← Back to context

Comment by Joker_vD

2 days ago

> you already have buggy compilers and buggy OSes and buggy libraries.

Which run, I must add, on effectively infallible hardware. Most of the software straight up assumes that the CPUs and the RAM will function perfectly and don't bother even trying to detect such failures (unless those failures manifest themselves in a catastrophic manner, the show will simply go on).

So in effect, we also can, and do, build less reliable systems out of more reliable components, and that's how software is different.

>Which run, I must add, on effectively infallible hardware.

Keyword: effective. Hardware is also built on top of components with error tolerances. What do you think ECC memory is for? Or why chips have "yields" and parts that were "turned off" while shipping? Or how thermal throttling happens? Or CPU clocks, which have jitter to be corrected, and tons of other examples, all the way to transistors and capacitors.

And let's not even get into HDs and SSDs.
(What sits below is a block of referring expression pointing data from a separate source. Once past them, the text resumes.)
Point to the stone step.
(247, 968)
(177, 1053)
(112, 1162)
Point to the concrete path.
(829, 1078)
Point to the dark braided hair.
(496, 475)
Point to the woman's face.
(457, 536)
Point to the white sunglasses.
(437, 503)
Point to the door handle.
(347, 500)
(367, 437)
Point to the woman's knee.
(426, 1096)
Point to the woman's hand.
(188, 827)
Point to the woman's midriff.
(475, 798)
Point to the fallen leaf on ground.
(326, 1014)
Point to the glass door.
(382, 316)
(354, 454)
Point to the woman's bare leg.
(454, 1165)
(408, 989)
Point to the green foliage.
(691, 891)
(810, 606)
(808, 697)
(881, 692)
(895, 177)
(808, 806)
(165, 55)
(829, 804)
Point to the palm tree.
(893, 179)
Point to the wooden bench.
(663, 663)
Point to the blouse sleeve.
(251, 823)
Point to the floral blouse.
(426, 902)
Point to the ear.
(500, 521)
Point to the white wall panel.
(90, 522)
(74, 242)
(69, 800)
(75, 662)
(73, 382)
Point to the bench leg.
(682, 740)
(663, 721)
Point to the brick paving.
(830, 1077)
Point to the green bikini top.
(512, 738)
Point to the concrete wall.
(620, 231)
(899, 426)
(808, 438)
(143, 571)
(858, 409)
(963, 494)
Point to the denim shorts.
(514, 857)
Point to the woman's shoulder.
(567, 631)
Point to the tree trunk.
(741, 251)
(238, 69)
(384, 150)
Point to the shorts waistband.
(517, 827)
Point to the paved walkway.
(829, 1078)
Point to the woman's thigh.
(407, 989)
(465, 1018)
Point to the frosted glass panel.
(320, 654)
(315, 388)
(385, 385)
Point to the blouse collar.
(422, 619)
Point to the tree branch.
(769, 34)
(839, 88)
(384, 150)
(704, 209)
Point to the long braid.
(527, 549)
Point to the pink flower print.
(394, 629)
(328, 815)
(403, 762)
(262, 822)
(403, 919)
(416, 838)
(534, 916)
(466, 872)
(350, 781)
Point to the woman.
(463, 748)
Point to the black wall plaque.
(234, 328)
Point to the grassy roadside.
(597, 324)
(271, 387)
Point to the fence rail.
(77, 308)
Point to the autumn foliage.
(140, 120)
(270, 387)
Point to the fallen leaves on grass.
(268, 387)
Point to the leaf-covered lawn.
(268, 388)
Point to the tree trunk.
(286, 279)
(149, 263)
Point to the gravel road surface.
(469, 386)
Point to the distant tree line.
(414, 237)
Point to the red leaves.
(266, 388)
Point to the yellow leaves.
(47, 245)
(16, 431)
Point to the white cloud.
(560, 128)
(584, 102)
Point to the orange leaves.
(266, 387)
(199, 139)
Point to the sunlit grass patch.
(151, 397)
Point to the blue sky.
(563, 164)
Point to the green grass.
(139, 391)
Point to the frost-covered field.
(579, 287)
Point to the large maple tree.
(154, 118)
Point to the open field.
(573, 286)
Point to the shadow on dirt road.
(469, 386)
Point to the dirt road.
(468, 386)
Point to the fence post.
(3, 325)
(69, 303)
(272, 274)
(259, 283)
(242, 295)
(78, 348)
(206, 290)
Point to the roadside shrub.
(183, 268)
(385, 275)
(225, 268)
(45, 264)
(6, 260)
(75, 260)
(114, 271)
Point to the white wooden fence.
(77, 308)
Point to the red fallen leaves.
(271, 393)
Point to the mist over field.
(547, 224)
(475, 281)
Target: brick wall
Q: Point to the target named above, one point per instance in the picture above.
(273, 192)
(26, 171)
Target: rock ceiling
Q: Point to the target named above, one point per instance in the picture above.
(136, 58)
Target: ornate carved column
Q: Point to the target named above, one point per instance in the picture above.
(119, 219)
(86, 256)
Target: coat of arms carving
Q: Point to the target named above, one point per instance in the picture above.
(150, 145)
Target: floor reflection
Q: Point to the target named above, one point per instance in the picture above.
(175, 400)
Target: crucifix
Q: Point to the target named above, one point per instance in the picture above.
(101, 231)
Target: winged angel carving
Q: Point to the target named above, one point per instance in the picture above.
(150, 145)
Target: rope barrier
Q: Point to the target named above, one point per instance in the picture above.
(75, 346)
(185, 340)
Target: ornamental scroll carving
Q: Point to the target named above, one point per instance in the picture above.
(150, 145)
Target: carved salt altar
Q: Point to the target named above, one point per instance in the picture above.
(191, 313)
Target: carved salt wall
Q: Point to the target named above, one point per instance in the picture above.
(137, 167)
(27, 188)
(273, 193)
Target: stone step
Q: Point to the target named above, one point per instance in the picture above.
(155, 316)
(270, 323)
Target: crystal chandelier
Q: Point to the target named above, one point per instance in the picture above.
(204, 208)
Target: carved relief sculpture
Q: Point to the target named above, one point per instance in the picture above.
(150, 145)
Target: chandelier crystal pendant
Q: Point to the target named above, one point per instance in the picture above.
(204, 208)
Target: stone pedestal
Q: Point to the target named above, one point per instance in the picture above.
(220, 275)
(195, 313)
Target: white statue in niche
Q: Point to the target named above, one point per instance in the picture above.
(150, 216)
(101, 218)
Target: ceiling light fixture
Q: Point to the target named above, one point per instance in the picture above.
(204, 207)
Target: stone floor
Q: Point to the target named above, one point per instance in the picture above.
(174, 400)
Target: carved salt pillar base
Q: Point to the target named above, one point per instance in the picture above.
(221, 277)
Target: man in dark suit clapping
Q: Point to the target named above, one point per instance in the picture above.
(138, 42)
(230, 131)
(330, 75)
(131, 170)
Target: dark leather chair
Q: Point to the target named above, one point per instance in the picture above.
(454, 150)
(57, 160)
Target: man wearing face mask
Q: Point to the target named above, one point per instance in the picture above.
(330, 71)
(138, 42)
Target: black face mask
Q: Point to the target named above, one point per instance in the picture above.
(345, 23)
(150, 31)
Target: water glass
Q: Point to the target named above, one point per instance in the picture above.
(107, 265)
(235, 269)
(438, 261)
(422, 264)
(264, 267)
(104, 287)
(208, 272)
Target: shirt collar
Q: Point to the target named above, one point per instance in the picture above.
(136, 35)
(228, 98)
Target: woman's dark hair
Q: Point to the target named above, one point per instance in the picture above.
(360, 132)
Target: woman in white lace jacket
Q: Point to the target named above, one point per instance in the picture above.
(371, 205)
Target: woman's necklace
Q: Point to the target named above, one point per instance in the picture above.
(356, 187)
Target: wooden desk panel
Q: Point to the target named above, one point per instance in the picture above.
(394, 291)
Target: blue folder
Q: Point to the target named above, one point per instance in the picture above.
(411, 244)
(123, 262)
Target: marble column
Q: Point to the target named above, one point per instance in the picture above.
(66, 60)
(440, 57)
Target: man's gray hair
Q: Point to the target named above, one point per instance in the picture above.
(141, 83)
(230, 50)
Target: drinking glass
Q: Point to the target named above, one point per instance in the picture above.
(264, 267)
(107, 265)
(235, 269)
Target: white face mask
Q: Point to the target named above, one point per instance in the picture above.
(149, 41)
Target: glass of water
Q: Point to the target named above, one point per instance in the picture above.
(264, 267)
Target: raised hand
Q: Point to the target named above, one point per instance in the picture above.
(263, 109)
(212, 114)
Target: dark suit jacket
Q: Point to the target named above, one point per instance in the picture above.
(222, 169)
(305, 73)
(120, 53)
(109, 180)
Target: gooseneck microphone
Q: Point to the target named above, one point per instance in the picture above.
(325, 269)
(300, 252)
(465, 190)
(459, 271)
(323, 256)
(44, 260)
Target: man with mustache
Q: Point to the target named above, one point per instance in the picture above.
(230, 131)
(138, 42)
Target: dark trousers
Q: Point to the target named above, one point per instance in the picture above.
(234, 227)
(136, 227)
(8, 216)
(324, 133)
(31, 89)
  • My point is, when you go from hardware to software, there is a noticeable change in attitude and corresponding drop in reliability. Inside hardware, there is a lot of effort to detect and correct glitches and provide reliably correct behaviour; in software, the most common assumption is that the hardware will just work as intended. How many filesystems store checksums? Even back in the days when HDDs were way less reliable? And ECC exists in no small part because writing software that's reliable in the face of memory-corruption (at the very least can detect such corruption) while is possible, it's hard, costly, and produces less performant software (obviously).

    Anyway, a larger point of my comment is that when we go from traditional software to AI, there a) seems to be an even bigger drop in reliability, b) the attitudes are even more cavalier, c) the software people largely lack most of discipline/knowledge required to build more reliable system from less reliable ones — because they spent most of their careers doing exactly the opposite: building software that they know will work incorrectly even on perfect hardware, and being fine with it. "You just tend to accept the risk", my ass. Yes, when it comes to software, people do this, but when it comes to hardware — remember when Intel messed up the division algorithm inside their chips?

    • > remember when Intel messed up the division algorithm inside their chips?

      Yea, and what do you remember about that? Pretty much no normal person noticed before someone constructed a specific test case.

      You know what I also remember? Meltdown, Spectre, which were indeed worked around by software tweaks in OS and compilers. There have been dozens of other microcode patches, etc. You are being too lenient in your assessment of the crap that hardware engineers ship. There's just a lot more of software out there with errors that are in your face, so you tend to notice them immediately. I give you one thing though: precisely because the remediation cost of a software defect is less than a hardware defect once shipped, people are not as worried about validation in most use cases. That's not inherently a mistake though, just intuitive cost-benefit assessment.

      1 reply →

I am not sure if I correctly understood your point. On one dimension, you are basically hinting at another anecdote that proves my point: hardware failure (specifically bit flip in non-ECC memory) is pretty much guaranteed to happen at scale, but people are mostly okay with absorbing that risk. I feel you are overselling the hardware reliability story. For sure, we can build less reliable systems out of reliable components. That goes without saying, and no, that's definitely not software specific. Almost by default most composite systems are less reliable than their primitives (simple example would be nailing two pieces of wood) unless specific care is taken to build in those guardrails or redundancies. The point, however, is it is possible, and there is a vast precedent for it.

You should talk to an electrical engineer or materials scientist about how reliable transistors emerge from noisy voltages in wires.